Publication-only abstracts (abstract number preceded by an "e"), published in conjunction with the 2019 ASCO Annual Meeting but not presented at the Meeting, can be found online only.
An umbrella for the cytokine storm: Enabling precision detection of CRS in CAR-T therapy.
New Targets and New Technologies (IO)
Developmental Immunotherapy and Tumor Immunobiology
2019 ASCO Annual Meeting
J Clin Oncol 37, 2019 (suppl; abstr e14223)

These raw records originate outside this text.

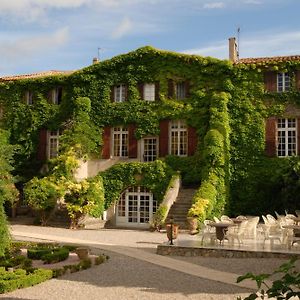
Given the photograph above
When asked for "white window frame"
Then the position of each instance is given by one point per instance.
(283, 82)
(120, 93)
(53, 143)
(29, 97)
(149, 91)
(286, 137)
(120, 142)
(55, 95)
(178, 138)
(180, 90)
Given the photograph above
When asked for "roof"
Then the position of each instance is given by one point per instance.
(35, 75)
(274, 59)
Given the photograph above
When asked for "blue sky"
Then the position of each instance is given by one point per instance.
(40, 35)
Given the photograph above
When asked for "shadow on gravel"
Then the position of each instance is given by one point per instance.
(123, 272)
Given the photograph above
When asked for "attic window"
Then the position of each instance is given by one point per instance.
(283, 82)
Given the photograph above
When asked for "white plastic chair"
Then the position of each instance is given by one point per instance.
(238, 235)
(251, 230)
(208, 232)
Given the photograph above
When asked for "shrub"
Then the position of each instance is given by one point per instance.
(56, 255)
(19, 279)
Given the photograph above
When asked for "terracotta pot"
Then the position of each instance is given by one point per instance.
(82, 252)
(193, 225)
(175, 231)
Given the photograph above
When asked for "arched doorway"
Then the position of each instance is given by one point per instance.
(135, 208)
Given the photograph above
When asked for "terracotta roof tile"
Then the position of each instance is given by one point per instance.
(275, 59)
(35, 75)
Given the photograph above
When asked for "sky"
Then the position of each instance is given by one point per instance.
(41, 35)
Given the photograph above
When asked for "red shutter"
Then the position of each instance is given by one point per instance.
(106, 142)
(42, 145)
(156, 90)
(132, 150)
(271, 137)
(298, 137)
(164, 138)
(187, 89)
(112, 94)
(141, 90)
(297, 79)
(192, 141)
(126, 93)
(270, 79)
(171, 88)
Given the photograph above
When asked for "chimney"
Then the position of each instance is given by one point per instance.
(95, 60)
(233, 51)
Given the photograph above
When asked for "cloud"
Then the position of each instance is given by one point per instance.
(123, 28)
(214, 5)
(13, 50)
(259, 44)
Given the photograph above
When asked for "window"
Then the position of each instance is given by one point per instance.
(120, 141)
(178, 145)
(120, 93)
(180, 90)
(283, 82)
(286, 137)
(56, 95)
(29, 97)
(149, 91)
(53, 143)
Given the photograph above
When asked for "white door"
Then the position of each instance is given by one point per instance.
(149, 149)
(135, 208)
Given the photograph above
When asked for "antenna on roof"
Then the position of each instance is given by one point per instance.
(238, 43)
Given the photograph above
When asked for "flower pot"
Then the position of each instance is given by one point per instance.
(193, 225)
(172, 234)
(82, 252)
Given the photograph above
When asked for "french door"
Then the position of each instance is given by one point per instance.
(135, 208)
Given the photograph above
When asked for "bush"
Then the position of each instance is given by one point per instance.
(19, 279)
(56, 255)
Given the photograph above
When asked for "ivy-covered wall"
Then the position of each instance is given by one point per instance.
(227, 104)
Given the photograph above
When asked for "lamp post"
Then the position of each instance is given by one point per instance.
(171, 225)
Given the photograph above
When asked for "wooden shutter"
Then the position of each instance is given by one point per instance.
(271, 137)
(192, 141)
(42, 145)
(171, 88)
(112, 94)
(156, 90)
(132, 147)
(270, 79)
(187, 88)
(141, 90)
(298, 136)
(164, 138)
(297, 79)
(106, 137)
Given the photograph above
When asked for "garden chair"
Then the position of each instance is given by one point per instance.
(238, 234)
(271, 219)
(216, 220)
(226, 219)
(208, 231)
(272, 232)
(251, 230)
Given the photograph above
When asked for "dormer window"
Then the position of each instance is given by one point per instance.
(120, 91)
(283, 82)
(149, 91)
(56, 95)
(29, 97)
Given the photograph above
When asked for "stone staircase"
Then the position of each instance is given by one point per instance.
(180, 208)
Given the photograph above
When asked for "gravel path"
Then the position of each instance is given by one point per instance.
(124, 277)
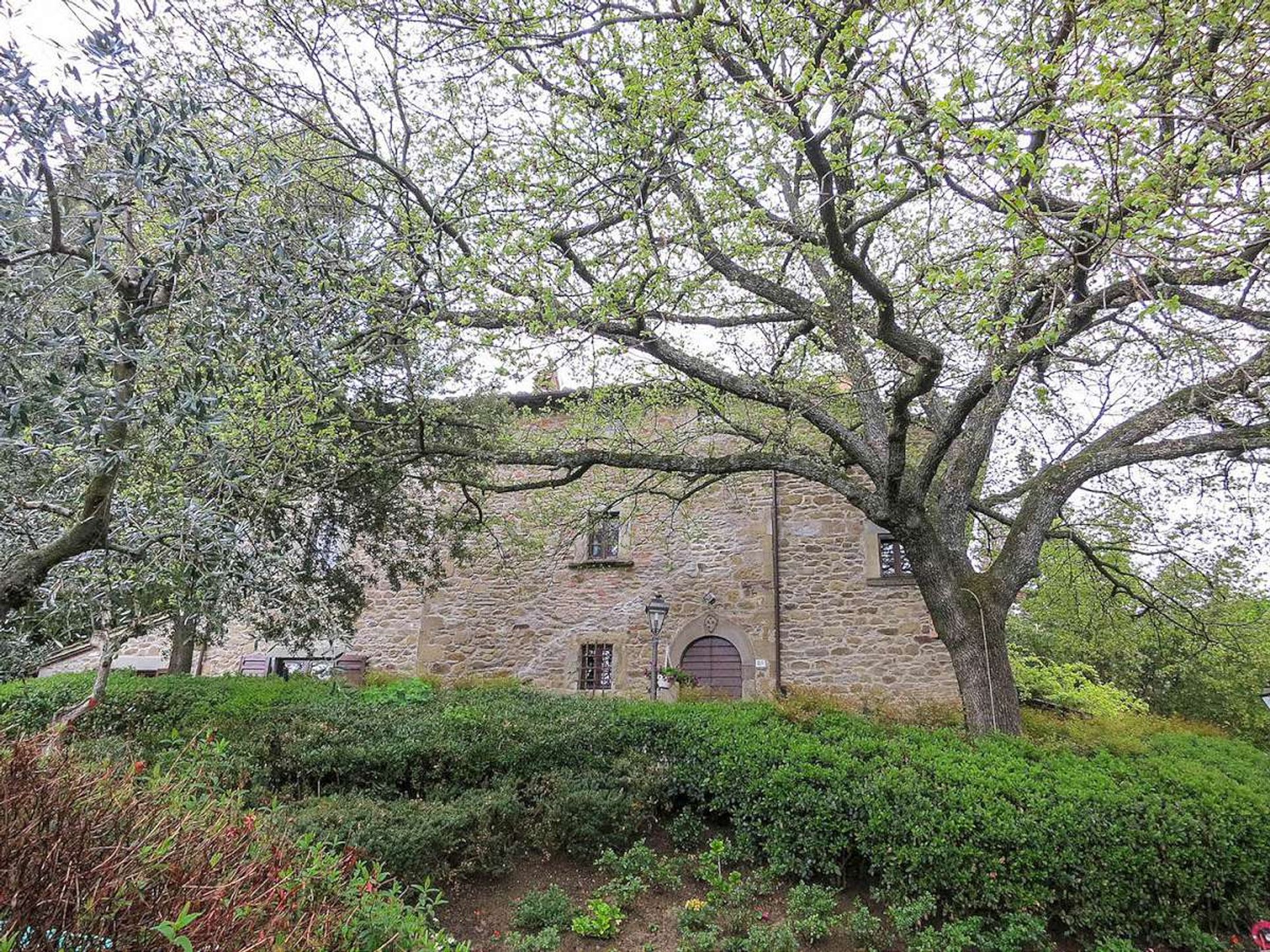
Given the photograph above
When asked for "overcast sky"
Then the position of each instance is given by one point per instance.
(50, 31)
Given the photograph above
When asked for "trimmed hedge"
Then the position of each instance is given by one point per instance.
(1154, 844)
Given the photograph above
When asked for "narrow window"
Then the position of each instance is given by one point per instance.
(596, 668)
(603, 539)
(892, 559)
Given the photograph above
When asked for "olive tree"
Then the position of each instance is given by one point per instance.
(190, 372)
(955, 260)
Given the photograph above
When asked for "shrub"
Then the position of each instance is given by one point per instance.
(87, 851)
(1103, 830)
(600, 922)
(771, 938)
(813, 912)
(541, 941)
(418, 840)
(542, 909)
(642, 862)
(1071, 686)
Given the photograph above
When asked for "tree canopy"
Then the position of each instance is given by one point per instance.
(954, 260)
(189, 394)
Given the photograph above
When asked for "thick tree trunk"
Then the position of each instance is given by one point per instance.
(66, 717)
(969, 616)
(27, 573)
(987, 683)
(185, 629)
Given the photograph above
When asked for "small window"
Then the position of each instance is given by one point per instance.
(596, 668)
(892, 559)
(603, 537)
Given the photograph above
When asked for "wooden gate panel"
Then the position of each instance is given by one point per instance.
(715, 663)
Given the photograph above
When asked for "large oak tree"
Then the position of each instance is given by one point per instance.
(955, 260)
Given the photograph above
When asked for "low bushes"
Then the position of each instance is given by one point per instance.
(1152, 841)
(101, 859)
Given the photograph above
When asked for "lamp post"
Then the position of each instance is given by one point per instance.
(657, 610)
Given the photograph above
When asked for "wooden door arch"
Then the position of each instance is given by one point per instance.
(715, 663)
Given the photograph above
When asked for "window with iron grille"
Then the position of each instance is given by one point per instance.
(892, 559)
(603, 539)
(596, 668)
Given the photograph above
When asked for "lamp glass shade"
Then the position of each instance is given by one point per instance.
(657, 611)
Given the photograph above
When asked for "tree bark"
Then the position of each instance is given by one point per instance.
(968, 611)
(185, 631)
(981, 662)
(66, 717)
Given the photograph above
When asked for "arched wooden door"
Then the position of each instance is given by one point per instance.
(715, 663)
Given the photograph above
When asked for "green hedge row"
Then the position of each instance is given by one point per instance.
(1152, 846)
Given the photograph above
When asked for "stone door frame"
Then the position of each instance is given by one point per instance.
(713, 623)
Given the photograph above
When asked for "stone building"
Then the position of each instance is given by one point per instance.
(771, 582)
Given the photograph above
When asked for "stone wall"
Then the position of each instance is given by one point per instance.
(529, 602)
(527, 610)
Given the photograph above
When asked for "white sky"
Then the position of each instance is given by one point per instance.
(48, 32)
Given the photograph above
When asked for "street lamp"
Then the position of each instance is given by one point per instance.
(657, 610)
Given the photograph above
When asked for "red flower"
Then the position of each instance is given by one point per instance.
(1260, 933)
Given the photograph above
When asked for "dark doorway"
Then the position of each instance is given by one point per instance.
(715, 663)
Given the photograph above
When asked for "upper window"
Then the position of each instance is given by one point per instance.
(596, 668)
(603, 537)
(892, 559)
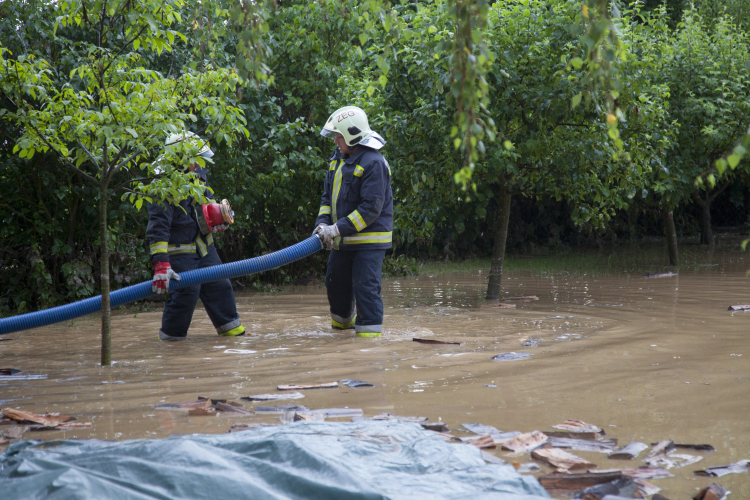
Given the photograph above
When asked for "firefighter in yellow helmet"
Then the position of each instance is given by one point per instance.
(182, 241)
(355, 222)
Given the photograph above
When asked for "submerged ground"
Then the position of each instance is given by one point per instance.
(646, 359)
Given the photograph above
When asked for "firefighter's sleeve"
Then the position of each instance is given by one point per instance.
(375, 178)
(324, 211)
(157, 232)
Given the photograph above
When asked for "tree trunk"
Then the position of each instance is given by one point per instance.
(104, 246)
(501, 235)
(707, 234)
(671, 234)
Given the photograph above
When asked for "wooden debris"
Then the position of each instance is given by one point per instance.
(596, 446)
(354, 383)
(249, 427)
(567, 483)
(647, 473)
(527, 467)
(388, 416)
(14, 432)
(482, 442)
(492, 459)
(511, 356)
(280, 409)
(697, 447)
(560, 459)
(439, 342)
(672, 460)
(661, 448)
(288, 417)
(623, 487)
(309, 417)
(274, 397)
(292, 387)
(449, 437)
(646, 488)
(628, 452)
(201, 412)
(525, 442)
(579, 427)
(187, 405)
(575, 435)
(46, 420)
(711, 492)
(435, 426)
(723, 470)
(235, 408)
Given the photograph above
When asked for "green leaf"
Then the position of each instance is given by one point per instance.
(733, 160)
(575, 101)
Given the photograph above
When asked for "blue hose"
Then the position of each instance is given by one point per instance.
(142, 290)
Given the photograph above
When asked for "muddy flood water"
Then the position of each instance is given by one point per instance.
(646, 359)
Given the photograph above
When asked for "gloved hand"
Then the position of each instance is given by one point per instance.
(162, 274)
(327, 234)
(319, 227)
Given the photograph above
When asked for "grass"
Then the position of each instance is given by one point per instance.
(635, 258)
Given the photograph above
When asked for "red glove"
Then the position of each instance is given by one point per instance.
(162, 274)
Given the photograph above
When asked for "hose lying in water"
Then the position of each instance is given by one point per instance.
(143, 290)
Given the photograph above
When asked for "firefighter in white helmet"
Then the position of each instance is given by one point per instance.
(178, 243)
(355, 222)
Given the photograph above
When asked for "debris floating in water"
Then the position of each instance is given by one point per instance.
(723, 470)
(628, 452)
(525, 442)
(292, 387)
(560, 459)
(15, 374)
(274, 397)
(712, 492)
(48, 421)
(568, 483)
(439, 342)
(596, 446)
(511, 356)
(352, 382)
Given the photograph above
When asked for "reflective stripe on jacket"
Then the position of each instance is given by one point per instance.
(357, 197)
(173, 229)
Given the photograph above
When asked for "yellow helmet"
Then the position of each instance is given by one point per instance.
(351, 122)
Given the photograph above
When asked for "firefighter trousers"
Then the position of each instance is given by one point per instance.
(353, 281)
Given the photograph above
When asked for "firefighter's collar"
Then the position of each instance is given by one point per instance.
(357, 155)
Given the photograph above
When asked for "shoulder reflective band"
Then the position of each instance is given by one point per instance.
(368, 238)
(159, 247)
(357, 220)
(189, 248)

Author(s): Qimin Quan; NanoMosaic LLC, Cambridge, MA
Background: Cytokine release syndrome (CRS), a systemic inflammatory response observed with monoclonal antibody drugs and adoptive T cell treatments, has become a major issue for CAR-T therapy. CRS can present as a mild reaction requiring minimally invasive supportive care up to a severe systemic response resulting in patient death. Monitoring this response during these therapeutic treatments is non-trivial due the wide range of biomarker concentrations, small sample volumes, and long assay times. Current analytical methods are unable to address these needs, limiting the precision of CAR-T therapy and effective management of its side effects. Methods: Emerging studies in this area have focused in establishing a panel of predictive biomarkers to manage dosing and early interventions, among them, IFNγ, IL6, TNFα, MIP1 have shown predicative powers in pediatric patients. Nevertheless, a significant improvement (100x) on the detection sensitivity is required to predict the CRS response with currently available methods. In addition, CRS-associated biomarkers including CRP and ferritin vary from 10ng/mL-10mg/mL while other predictive biomarkers (eg, IL6, IFNγ, etc.) vary from 1pg/mL-100ng/mL. At present, no analytical tool, known to us, can provide this large dynamic range ( > 9 logs), with the requisite lower limit of detection, in a rapid single test to predict and differentiate low, medium or high grade responses. Results: We present the NanoMosaic platform, the technology that has requisite sensitivity and breadth of dynamic range to enable precision detection based on precise quantitation of CRS-relevant biomarkers. NanoMosaic technology is enabled by single molecule nanoneedle sensors that are densely integrated on a silicon chip and manufactured with a CMOS-compatible process. Absolute quantitation is achieved by imaging the spectrum of nanoneedles, corresponding directly to the number of molecules. Conclusions: Direct comparison of different protein biomarkers with orders of magnitude concentration variations becomes possible in one platform and small sample sizes. We envision NanoMosaic technology will not only drive biomarker discovery, but also enable precise dosing management for CAR-T therapy.